Hmmm…this is starting to look like a pattern. Just like the past March, February, January, December, November, October, September, August, July, June, and May, NOAA reported this week that this past April was not only the hottest April ever recorded since records began being kept in 1880 but it was also the 12th month in a row to break a temperature record.

The average global temperature across both land and seas during April was 1.98°F higher than the 20th century average. In the Northern Hemisphere (where spring had just begun) the snow cover was the smallest April snow cover extent in the 50-year period of record, and 890,000 square miles below the 1981 to 2010 average.

The data is the latest evidence that really, researchers, governments, and environmental advocates are “not f***ing with you” about climate change.

In addition to the monthly Global State Of The Climate report that was just released for April, today, NOAA released its Annual Greenhouse Gas Index.
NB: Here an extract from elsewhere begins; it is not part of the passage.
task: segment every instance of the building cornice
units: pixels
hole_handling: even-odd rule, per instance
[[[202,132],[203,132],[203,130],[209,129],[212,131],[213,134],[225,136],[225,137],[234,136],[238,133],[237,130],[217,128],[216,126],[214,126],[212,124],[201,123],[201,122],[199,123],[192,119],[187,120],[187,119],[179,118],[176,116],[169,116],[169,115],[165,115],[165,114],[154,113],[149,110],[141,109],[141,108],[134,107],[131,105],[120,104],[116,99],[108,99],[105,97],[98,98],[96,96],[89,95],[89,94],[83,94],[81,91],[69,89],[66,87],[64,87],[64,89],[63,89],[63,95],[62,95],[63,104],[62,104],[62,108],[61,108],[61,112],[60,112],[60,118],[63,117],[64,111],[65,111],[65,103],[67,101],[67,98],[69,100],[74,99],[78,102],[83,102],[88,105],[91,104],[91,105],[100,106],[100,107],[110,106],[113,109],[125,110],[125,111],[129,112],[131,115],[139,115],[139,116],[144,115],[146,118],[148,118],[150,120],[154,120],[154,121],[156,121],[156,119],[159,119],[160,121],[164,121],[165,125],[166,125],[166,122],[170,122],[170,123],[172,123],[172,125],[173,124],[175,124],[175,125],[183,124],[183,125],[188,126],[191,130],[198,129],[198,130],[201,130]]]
It found that in 2015 the amount of CO2 in the atmosphere reached 399 parts per million (ppm), an increase from the 278 ppm that the atmosphere contained before the industrial revolution.

“We’re dialing up Earth’s thermostat in a way that will lock more heat into the ocean and atmosphere for thousands of years,” Jim Butler, director of NOAA’s Global Monitoring Division said.

With the recent year-long string of records culminating in April’s latest, it’s clear the heat is on.